Torta de queijo alemã! (Foto: internet)

Nas feirinhas, ou mercados de Natal, é comum ter uma barraquinha com doces típicos alemães. No Natal tem biscoitos típicos, como esses de coração com nomes no meio. Também tem sacos de magenbrot, que são como um pãozinho macio, esponjoso, leve e com uma camada fina e crocante glaçada por fora. Eles são da família dos deliciosos lebkuchen, que são biscoitinhos também macios de mel e especiarias. É comum chegar nos locais e ter biscoitinhos te esperando na recepção :).

Biscoitos caseiros grátis na pousada Schreinerei (Foto: Ariane Cajazeiras)

Também tem usualmente uma barraquinha como essa da foto, com muitas espécies de mini-chocolatinhos recheados das mais deliciosas coisas.

Chocolatinhos em Frankfurt (Foto: Ariane Cajazeiras)

Caramelo salgado! (Foto: Ariane Cajazeiras)

(Stern Praliné: chocolatinho com um estrela de chocolate branco e praliné)
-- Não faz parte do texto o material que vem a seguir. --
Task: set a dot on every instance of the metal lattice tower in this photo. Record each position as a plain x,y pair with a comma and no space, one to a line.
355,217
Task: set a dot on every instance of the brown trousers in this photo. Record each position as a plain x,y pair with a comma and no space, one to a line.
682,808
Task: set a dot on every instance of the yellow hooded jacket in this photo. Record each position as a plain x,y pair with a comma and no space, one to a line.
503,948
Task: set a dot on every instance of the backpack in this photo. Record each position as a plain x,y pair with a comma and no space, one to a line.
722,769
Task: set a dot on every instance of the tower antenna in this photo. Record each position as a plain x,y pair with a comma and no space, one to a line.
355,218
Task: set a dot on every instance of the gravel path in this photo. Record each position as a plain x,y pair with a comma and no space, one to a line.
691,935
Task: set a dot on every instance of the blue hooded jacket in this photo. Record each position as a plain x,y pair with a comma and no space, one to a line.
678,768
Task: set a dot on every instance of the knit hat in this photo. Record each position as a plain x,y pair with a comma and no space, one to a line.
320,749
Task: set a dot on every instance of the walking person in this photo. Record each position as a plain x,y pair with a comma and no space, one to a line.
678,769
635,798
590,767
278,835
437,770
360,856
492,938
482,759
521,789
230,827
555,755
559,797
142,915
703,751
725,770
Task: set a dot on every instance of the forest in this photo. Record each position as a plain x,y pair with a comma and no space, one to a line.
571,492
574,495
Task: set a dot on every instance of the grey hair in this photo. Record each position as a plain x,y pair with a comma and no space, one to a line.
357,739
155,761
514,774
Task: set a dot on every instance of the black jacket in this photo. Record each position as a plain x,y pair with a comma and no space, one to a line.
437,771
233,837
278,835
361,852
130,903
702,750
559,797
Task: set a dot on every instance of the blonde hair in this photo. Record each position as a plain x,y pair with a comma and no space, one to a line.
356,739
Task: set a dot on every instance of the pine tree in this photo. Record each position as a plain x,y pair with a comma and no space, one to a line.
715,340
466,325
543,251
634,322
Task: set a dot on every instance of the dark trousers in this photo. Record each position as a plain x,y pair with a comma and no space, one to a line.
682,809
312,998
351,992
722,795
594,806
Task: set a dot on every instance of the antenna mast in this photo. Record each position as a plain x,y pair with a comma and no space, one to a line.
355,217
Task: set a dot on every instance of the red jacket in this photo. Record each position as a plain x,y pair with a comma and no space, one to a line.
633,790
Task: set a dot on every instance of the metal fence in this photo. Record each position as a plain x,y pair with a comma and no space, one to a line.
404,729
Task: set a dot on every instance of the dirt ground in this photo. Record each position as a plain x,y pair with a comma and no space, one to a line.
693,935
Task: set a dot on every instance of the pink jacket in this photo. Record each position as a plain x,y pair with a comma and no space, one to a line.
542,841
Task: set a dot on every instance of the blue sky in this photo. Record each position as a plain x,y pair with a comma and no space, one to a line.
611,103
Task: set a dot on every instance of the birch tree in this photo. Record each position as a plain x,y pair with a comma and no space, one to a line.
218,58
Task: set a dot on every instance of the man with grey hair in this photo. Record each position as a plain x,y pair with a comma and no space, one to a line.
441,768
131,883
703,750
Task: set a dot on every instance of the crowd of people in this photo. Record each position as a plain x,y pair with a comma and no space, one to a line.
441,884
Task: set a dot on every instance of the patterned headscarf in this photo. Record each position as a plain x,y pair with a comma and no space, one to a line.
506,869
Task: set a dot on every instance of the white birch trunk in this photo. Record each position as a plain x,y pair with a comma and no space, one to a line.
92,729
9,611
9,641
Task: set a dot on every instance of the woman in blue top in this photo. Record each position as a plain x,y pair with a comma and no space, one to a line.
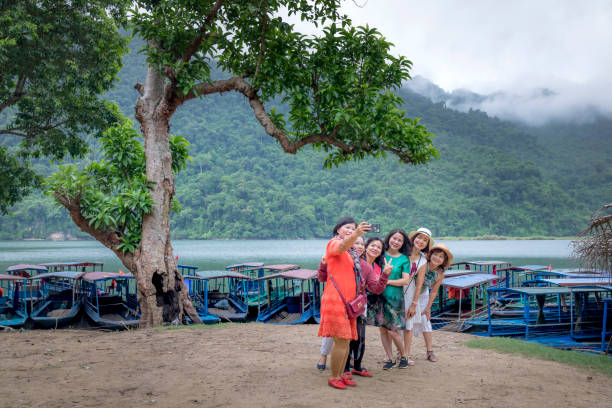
390,315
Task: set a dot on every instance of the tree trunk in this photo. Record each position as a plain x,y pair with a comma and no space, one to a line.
162,294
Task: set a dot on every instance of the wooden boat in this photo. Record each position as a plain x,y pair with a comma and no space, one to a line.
187,269
255,287
239,267
226,295
110,299
60,300
451,310
290,297
13,306
544,310
81,266
26,270
198,289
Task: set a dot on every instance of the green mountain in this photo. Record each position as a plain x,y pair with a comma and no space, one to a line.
493,177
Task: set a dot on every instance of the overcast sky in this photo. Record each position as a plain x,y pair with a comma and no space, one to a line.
495,45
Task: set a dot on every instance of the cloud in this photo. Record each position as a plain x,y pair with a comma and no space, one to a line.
507,51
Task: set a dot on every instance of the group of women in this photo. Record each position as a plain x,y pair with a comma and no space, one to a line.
401,275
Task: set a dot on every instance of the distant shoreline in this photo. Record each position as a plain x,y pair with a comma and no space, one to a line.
450,238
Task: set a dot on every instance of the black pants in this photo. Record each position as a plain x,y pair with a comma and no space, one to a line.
357,347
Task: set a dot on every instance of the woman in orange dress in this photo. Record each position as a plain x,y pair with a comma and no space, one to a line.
334,320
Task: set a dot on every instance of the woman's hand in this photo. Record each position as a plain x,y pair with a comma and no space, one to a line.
411,310
388,267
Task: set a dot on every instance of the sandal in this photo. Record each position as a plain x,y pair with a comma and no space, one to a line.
363,372
431,357
337,383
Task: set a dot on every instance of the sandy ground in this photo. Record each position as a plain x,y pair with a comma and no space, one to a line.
257,365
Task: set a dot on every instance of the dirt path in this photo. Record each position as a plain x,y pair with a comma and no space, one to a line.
257,365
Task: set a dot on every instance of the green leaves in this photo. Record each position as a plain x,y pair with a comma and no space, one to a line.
56,58
113,194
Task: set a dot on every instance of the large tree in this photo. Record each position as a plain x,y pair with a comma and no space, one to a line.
56,58
335,89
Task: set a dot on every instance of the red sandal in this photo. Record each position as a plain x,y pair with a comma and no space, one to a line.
363,372
336,383
348,381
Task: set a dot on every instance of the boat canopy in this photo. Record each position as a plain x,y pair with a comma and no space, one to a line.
275,268
26,267
220,274
62,274
11,277
468,281
532,268
96,276
245,265
577,281
302,274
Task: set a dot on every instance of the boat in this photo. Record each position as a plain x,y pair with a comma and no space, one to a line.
82,266
254,287
26,270
187,269
290,297
545,310
110,300
13,306
469,290
59,303
224,294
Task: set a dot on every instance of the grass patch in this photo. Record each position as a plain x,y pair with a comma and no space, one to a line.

Os doces abaixo são como os que aqui no Brasil a gente conhece como Nhá Benta: são bases de biscoito com marshmallow por cima e cobertas com chocolate branco, preto… Em alemão, chama-se Schokoküss, ou beijo de chocolate. O recheio é mais levinho, menos açucarado, mais aerado e o a camada de chocolate muito fina e mais gordurosa que o chocolate alemão costuma ser, porque precisa ser fininho e não derreter tão fácil. Eles também tem versões com recheio de marshmallow com morango, vinho (Glühwein, que é um vinho típico bem doce), etc etc etc.

O sorvetinho parece uma moreninha, né? hahaha (Foto: Ariane Cajazeiras)

A minha maior paixão eram esses pãezinhos que lembram bolinhos de chuva ou pequenos sonhos, que em Frankfurt se chamam Berliner. É uma massa frita, coberta de açúcar e recheada com geleia de fruta vermelha. Além de ter em quase toda esquina (cafés, padarias, mercadinhos, estações, etc) são deliciosos e muito baratos.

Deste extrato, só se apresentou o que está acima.